Casos mais raros, e bem graves, como o acidente vascular cerebral (AVC) e hemorragia cerebral (o AVC hemorrágico), assim como a trombose venosa cerebral (TVC) também podem ocorrer, mas representam apenas 0,4% a 2,7% dos pacientes internados. Além disso, em geral, sobreviventes de doenças críticas têm um alto nível de sintomas mentais após apresentarem melhora da condição. Depressão, ansiedade e transtorno pós-traumático estão entre os eventos psiquiátricos mais relatados entre pacientes nessas situações.
Falando em saúde mental, pesquisas têm apontado uma piora tanto em quem teve a Covid-19 quanto dos que precisaram fazer quarentena e se manter afastados fisicamente de amigos e parentes. O médico diz que alguns sintomas podem vir de pacientes muito graves. Porém, ele lembra que o fato de estarmos em uma pandemia horrível, com muitas mortes, medo, restrições e mudanças bruscas inevitáveis do nosso cotidiano gerou estresse, ansiedade e angústia em muitos pacientes. “Não devemos nos esquecer disso, muito menos menosprezar esses sintomas. Prefiro imaginar meu paciente sendo obrigado a conviver com os dois lados, um emocional e outro orgânico (estrutural), e focar no tratamento em ambos, para não ‘comer bola’ de forma alguma”, admite.

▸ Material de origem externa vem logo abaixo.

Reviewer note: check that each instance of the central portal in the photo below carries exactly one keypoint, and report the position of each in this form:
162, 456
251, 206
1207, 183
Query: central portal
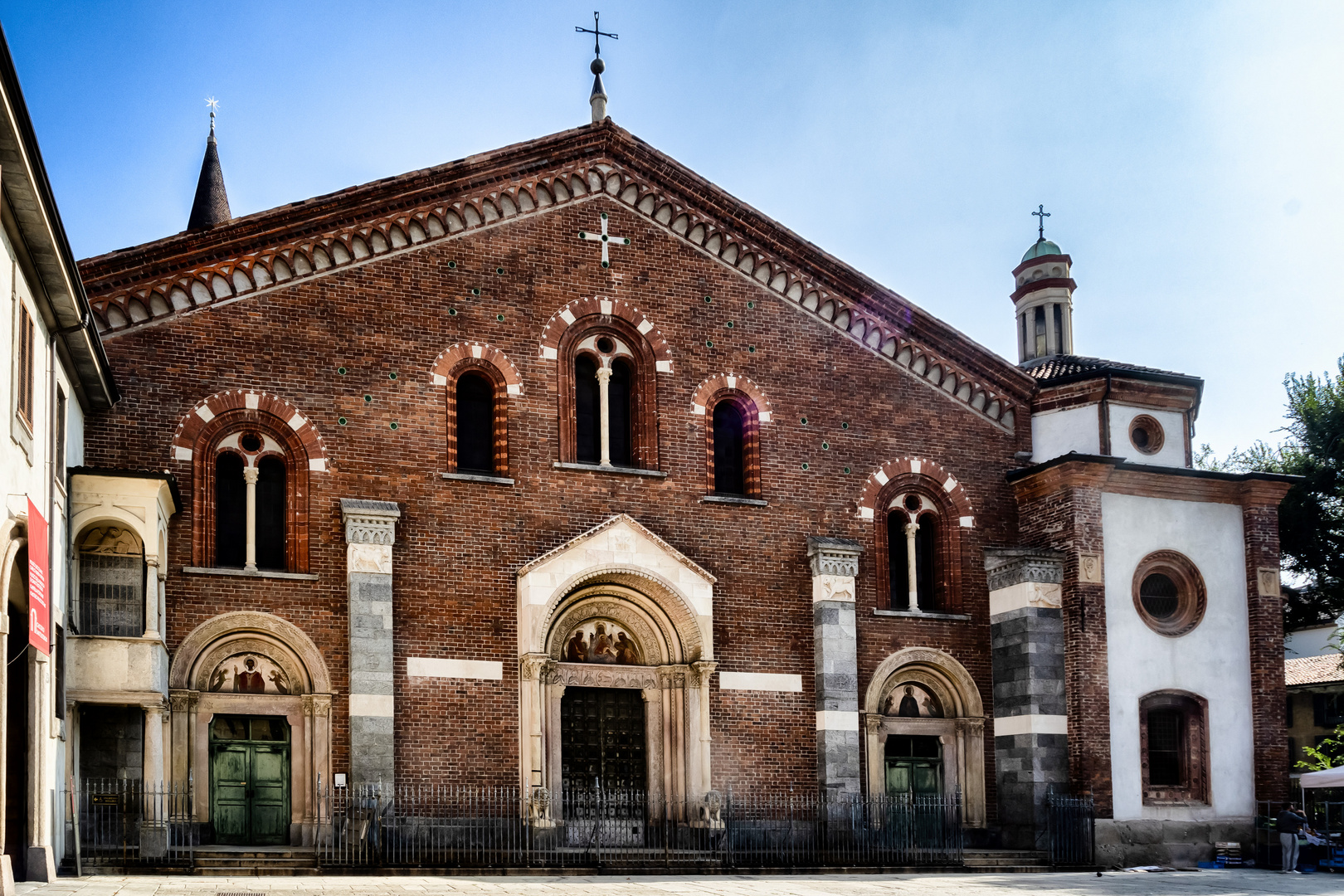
249, 779
602, 740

Outro problema que parece ter sido muito comum durante a pandemia: pessoas se descontrolado em relação à alimentação. Elas estão em risco de desenvolver algum tipo de distúrbio alimentar durante ou após a pandemia? Batistella afirma que as pesquisas nessa área ainda são pequenas, mas, aparentemente, tanto a compulsão alimentar quanto a redução na vontade de comer (hiporexia) ocorrem em alguns pacientes. “O distanciamento social e a quarentena parecem contribuir para ambos os casos. Vale a pena citar que pacientes acompanhados por telemedicina conseguiram melhorar desses sintomas, ou seja, mais uma confirmação de que esse modo de atendimento deve ganhar mais espaço”.
Para tratar as sequelas, Batistella diz que o médico pode dar um suporte direcionado para qual sintoma prevaleça e impacte mais na vida do paciente. Porém, lembra que é fundamental buscar um equilíbrio em todos os lados, como uma boa alimentação, exercício físico regular, cuidados com a mente (psicoterapias, meditação etc.) e reabilitação das funções que foram prejudicadas, como as do pulmão. “Isso será imprescindível, e depende quase que absolutamente do paciente, então seja proativo e cuide de você mesmo, enquanto a ciência trabalha para facilitar nossa recuperação pós-Covid-19”, finaliza.